Wednesday, June 18, 2008

Lars Bak leads the Google Aarhus Denmark lab. He’s one of the original developers of Sun HotSpot Java VM. the Self Programming Language, and the sun Connected Limited Device Configuration VM for mobile phone.  He’s schedule to do a talk at JAOO Aarhaus, Denmark (Sept. 30, 2008).  Unconfirmed rumors report he will be announcing “Google Secret Project” during his JAOO keynote.

 

It’s hard to know for sure what is coming but the popular speculation is that Google will be announcing a dynamic language runtime with support for Python, JavaScript, and Java. A language runtime running on both server-side and client-side with support for a broad range of client devices including mobile phones would be pretty interesting.

 

                                --jrh

 

John Lam pointed me to: https://secure.trifork.com/speaker/Lars+Bak.

 

James Hamilton, Data Center Futures Team
Bldg RedW-D/2072, One Microsoft Way, Redmond, Washington, 98052
W:+1(425)703-9972 | C:+1(206)910-4692 | H:+1(206)201-1859 |
JamesRH@microsoft.com

H:mvdirona.com | W:research.microsoft.com/~jamesrh  | blog:http://perspectives.mvdirona.com

Wednesday, June 18, 2008 6:54:03 AM (Pacific Standard Time, UTC-08:00)  #    Comments [0] - Trackback
Services
 Saturday, June 14, 2008

Earlier today Google hosted the second Seattle Conference on Scalability. The talk on Chapel was a good description of a parallel language for high performance computing being implemented done at Cray.  The GIGA+ talk described a highly scalable filesystem metadata system implemented in Garth Gibson’s lab at CMU. The Google presentation described how they implemented maps.google.com on various mobile devices. It was full of gems on managing device proliferation and scaling the user interface down to small screen sizes. 

 

The Wikipedia talk showed an interesting transactional DHT implementation using Erlang.  And, the last talk of the day was a well presented talk by Vijay Menon on transactional memory. My rough notes from the 1 day conference follow.

 

                                    --jrh

 

 

Kick-off by Brian Bershad, Director of Google Seattle Lab

 

Communicating like Nemo: Scalability from a fish-eye View

·         Speaker: Jennifer Wong (Masters Student from University of Victoria)

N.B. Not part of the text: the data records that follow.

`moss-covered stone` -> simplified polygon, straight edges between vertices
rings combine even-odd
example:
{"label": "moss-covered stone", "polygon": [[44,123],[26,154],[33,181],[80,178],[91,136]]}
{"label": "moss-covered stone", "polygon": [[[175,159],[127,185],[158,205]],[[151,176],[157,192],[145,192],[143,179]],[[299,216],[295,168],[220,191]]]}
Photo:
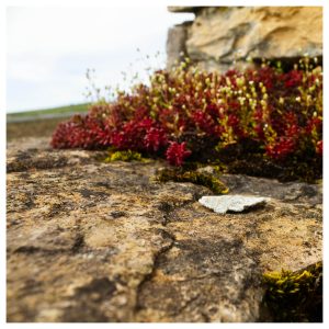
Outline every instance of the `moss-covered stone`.
{"label": "moss-covered stone", "polygon": [[190,182],[193,184],[206,186],[216,194],[228,193],[228,188],[219,179],[209,173],[198,172],[196,170],[166,168],[158,173],[156,180],[159,182]]}
{"label": "moss-covered stone", "polygon": [[322,262],[297,272],[263,274],[263,305],[274,321],[322,321]]}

o   Research area: faul tolerance in Mobile collaborative systems

·         Research aimed to bring easy communications at cost and beyond two-people for SCUBA divers.

·         Fairly large market with requirement to communicate

o   Note that PADI has 130k members (there are other many other recreational diving groups and, of course, there are commercial groups as well)

·         Proposal: use acoustic for underwater to surface stations. Wireless between surface stations doing relay.

·         Acoustic unit to be integrated into dive computer.

 

Maidsafe: Exploring Infinity

·         Speaker: David Irvine, Mindsafe.net Ltd.

o   http://www.maidsafe.net/ 

·         Problems with existing client systems

o   Data gets lost

o   Encryption is difficult

o   Remot4e access diff

o   Syncing between devices hard

·         Proposal: chunk files, hash the chunks, xor and then encrypt the chunks and distribute over a DHT over many systems

o   It wasn’t sufficiently clear where the “random data” that was xored in came from or where it was stored.

o   It wasn’t sufficiently clear where the encryption key that was used in the AES encryption came from or was stored. 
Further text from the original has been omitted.